The first community benchmarks of llama.cpp's Multi-Token Prediction feature on dual RTX 5060 Ti 16GB GPUs are in, posted by a developer on r/LocalLLaMA days after the card's consumer launch. The test pitted base inference throughput against MTP throughput across a dual-GPU configuration, using a real-world coding prompt as the stress workload. The RTX 5060 Ti has drawn attention for its price-to-VRAM ratio: 16GB of VRAM at a consumer price point makes it one of the more accessible options for running larger local models without offloading to CPU. Essentially: (Nvidia, llama.cpp community) now have an opening data point for what MTP acceleration actually buys on this card in a dual setup. - MTP in llama.cpp allows the model to draft multiple tokens per forward pass, theoretically improving throughput without changing output quality. - The dual-5060-Ti configuration pools 32GB of VRAM, enough to fit several competitive open-weight models entirely on-GPU. - This is community-sourced data, not a controlled benchmark, so methodology details and reproducibility are still being discussed in the thread. As more developers get hands on the 5060 Ti, this benchmark will likely be the baseline others cite when evaluating whether dual-consumer-GPU rigs can close the gap on prosumer hardware for local inference workloads.

Potential risks and opportunities

Risks

  • Community benchmarks without controlled methodology could propagate misleading performance expectations, causing buyers to over-invest in dual-5060-Ti rigs before reproducible numbers emerge.
  • If llama.cpp's MTP implementation has GPU-specific bugs on Blackwell architecture, early adopters running production coding workloads may hit silent quality regressions before a fix ships.
  • Nvidia's consumer driver support for multi-GPU inference remains less mature than enterprise NVLink configurations, and any driver-level throughput issues could undermine the benchmark results before they stabilize.

Opportunities

  • llama.cpp contributors and Nvidia developer relations have a clear opening to publish a reference dual-5060-Ti benchmark that anchors community comparisons and drives further MTP optimization.
  • Local AI hardware integrators (Lambda Labs, TinyBox, consumer rig builders) can use this data to market pre-built dual-5060-Ti inference nodes to developers who want 32GB VRAM without enterprise pricing.
  • Open-weight model teams (Meta, Mistral, smaller fine-tuners) targeting local deployment can use the dual-5060-Ti configuration as a design constraint to optimize quantization and context length for this emerging consumer hardware tier.

What we don't know yet

  • Exact tokens-per-second figures for base vs.

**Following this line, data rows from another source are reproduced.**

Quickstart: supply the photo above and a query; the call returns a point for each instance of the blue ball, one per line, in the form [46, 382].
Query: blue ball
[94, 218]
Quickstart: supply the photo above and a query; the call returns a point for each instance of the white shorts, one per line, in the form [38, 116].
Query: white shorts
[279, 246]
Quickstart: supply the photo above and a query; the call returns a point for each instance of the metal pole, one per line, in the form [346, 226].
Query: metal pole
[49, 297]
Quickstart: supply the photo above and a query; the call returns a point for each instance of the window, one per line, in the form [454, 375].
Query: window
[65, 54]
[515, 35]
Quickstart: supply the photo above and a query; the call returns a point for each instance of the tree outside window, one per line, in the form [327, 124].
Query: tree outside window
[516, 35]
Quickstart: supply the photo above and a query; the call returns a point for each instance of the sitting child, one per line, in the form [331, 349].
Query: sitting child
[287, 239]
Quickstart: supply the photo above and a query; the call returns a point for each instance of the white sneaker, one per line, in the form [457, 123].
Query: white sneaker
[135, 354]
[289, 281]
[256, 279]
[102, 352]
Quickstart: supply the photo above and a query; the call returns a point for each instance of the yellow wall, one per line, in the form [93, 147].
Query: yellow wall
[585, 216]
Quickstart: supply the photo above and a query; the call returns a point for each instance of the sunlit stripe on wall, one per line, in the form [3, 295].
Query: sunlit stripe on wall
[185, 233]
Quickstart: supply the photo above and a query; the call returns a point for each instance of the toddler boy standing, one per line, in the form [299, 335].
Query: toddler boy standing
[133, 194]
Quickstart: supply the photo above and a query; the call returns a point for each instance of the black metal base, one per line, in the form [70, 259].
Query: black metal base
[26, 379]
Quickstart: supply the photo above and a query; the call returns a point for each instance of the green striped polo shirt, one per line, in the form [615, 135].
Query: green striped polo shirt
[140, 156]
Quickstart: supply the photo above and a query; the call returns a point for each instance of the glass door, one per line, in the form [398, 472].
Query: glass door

MTP were not standardized against a named model and quantization level, limiting cross-comparison with other hardware benchmarks.
  • Whether the MTP speedup held consistently across prompt lengths or degraded on longer coding contexts was not reported in the initial post.
  • Thermal and power draw data for sustained dual-GPU MTP workloads under the test conditions were absent, leaving efficiency-per-watt comparisons open.